GRÜNE WOLLEN ÖKO-ANBAU DURCH ÜBERZEUGUNGSARBEIT FÖRDERN: Freunde des Marktes
Mahlzeit! Zur Halbzeit dieser Legislaturperiode haben die Grünen ein Thema neu entdeckt: den Öko-Landbau. Bis 2005 soll dieser seine Anbaufläche vervierfachen und damit zehn Prozent der Ackerfläche in Deutschland einnehmen. Dafür gibt es künftig einen Aktionsplan, einen Beirat, einen Förderpreis, ein neues Forschungsinstitut und eine Kampagne für ein weithin unbekanntes Ökosiegel.

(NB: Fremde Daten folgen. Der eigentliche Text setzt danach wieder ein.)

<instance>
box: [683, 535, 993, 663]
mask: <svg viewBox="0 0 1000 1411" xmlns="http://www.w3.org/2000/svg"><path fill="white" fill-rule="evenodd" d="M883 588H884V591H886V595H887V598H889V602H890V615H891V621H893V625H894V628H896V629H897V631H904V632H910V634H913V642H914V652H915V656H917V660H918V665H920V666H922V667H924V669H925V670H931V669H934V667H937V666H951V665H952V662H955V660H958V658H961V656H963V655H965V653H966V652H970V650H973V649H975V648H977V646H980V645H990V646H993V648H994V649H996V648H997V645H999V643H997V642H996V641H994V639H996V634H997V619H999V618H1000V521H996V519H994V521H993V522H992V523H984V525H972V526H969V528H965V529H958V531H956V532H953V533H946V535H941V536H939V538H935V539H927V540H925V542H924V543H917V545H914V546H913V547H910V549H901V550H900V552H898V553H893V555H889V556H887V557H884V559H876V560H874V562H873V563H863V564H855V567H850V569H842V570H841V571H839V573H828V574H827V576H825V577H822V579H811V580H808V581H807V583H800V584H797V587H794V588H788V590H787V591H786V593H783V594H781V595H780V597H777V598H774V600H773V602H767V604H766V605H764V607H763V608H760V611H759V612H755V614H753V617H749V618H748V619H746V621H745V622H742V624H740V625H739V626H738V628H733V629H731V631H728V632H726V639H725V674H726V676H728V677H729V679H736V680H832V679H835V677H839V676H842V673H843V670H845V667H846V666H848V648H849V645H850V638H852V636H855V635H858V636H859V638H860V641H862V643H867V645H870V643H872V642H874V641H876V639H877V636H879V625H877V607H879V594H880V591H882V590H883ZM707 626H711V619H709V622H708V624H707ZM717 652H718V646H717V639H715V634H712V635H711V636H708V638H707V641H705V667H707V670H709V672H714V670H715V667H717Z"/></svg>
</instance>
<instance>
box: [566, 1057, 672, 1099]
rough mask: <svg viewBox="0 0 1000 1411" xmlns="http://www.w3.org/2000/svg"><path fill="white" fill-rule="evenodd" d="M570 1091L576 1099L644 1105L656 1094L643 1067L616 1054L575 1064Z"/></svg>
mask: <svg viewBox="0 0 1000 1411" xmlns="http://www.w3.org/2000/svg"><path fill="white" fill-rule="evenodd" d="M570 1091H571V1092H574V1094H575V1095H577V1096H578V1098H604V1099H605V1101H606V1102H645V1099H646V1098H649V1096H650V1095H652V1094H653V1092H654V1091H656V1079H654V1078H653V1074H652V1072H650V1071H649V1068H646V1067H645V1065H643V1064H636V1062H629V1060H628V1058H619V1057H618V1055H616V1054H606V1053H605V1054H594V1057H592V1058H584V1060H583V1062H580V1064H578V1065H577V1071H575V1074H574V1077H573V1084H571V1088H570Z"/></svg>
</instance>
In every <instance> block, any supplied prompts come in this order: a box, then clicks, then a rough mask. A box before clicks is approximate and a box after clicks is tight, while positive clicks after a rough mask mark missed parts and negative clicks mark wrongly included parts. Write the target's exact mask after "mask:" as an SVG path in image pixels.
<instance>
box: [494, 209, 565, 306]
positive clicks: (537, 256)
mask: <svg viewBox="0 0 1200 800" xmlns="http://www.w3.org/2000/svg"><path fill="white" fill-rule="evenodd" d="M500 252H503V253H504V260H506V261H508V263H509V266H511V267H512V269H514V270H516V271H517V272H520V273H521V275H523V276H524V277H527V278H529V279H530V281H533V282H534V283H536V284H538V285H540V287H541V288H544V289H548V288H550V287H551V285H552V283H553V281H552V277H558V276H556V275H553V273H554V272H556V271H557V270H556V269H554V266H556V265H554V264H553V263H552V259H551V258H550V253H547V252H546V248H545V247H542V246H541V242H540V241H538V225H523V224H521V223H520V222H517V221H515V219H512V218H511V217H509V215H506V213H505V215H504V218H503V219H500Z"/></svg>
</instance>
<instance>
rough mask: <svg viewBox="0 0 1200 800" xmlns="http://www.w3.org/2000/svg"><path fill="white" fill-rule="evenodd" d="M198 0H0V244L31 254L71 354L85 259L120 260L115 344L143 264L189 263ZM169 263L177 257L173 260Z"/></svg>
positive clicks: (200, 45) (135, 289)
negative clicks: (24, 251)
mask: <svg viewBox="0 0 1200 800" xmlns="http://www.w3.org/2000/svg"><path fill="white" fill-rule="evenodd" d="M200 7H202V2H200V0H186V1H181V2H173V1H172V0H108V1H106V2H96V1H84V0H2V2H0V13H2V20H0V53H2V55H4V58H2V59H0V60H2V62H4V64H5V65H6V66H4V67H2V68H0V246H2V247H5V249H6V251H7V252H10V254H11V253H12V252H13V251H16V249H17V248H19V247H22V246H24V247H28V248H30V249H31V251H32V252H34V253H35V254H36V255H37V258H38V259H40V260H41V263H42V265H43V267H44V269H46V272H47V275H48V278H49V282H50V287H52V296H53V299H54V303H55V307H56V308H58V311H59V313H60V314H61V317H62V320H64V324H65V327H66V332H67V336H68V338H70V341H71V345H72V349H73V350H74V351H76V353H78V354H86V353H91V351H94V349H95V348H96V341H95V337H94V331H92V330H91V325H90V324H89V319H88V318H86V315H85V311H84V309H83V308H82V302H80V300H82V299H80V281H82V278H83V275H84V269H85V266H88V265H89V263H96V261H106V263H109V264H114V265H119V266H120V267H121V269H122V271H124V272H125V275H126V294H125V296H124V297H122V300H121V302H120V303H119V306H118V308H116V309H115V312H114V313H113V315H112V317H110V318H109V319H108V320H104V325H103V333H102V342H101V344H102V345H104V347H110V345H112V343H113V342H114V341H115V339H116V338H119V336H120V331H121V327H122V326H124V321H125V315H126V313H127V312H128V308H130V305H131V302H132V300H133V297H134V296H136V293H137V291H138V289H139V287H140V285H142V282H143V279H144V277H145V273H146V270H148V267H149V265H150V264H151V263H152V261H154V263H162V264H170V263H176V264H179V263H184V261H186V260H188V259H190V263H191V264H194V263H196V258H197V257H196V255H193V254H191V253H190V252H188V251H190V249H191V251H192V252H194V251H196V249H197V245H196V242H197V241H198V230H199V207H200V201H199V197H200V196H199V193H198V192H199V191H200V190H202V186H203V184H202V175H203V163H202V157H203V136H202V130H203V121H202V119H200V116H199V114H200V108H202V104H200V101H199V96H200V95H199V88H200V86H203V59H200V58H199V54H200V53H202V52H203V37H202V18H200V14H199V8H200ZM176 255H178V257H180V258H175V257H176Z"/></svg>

So ehrenwert und topgrün Absicht und Thema sind – das ist keine Herausforderung mehr, das ist Überforderung. Bisher sind weder Aktionsplan, noch Beirat, noch Kampagne vorhanden; Zeitpläne und Budget sind kaum definiert. Zudem wollen die Grünen nun auf einem Marktsegment agieren, das durch unterschiedlichste Interessen geprägt ist: Da ist der Handel, der meist lustlos Regale mit beliebigen Öko-Produkten füllt und das einheitliche Ökologische Prüfzeichen (ÖPZ) ignoriert; da sind die Konsumenten, die oft als Aldiisten nach Schnäppchen gieren, die (Öko-)Landwirte, die über die Kosten stöhnen, und ein Landwirtschaftsminister, der Vollwertkost für kaum genießbar hält. In den Vorzimmern der grünen AgrarpolitikerInnen tummeln sich die deutsche Pestizidindustrie, die Gentechniker, die Welthandelorganisation und die konventionellen Bauern, alle mit der festen Absicht, dem geschäftsschädigenden Ökolandbau bloß keine Chance zu geben.
Trotz dieses geballten Widerstands setzen die Grünen auf Freiwilligkeit. Sie wollen überzeugen, nicht erzwingen, und wenden sich gegen massive Markteingriffe wie etwa die gezielte Besteuerung von Pestiziden. Ein seltsames Argument angesichts eines Marktes, der wie kein anderer bereits durch Subventionen und Preiskämpfe verzerrt ist und der Bauer für Bauer in den Konkurs zwingt. Ein Aktionsplan zur Verbraucheraufklärung reicht nicht. Wenn der letzte deutsche Bauer aufgegeben hat, wird es zum Umlenken zu spät sein.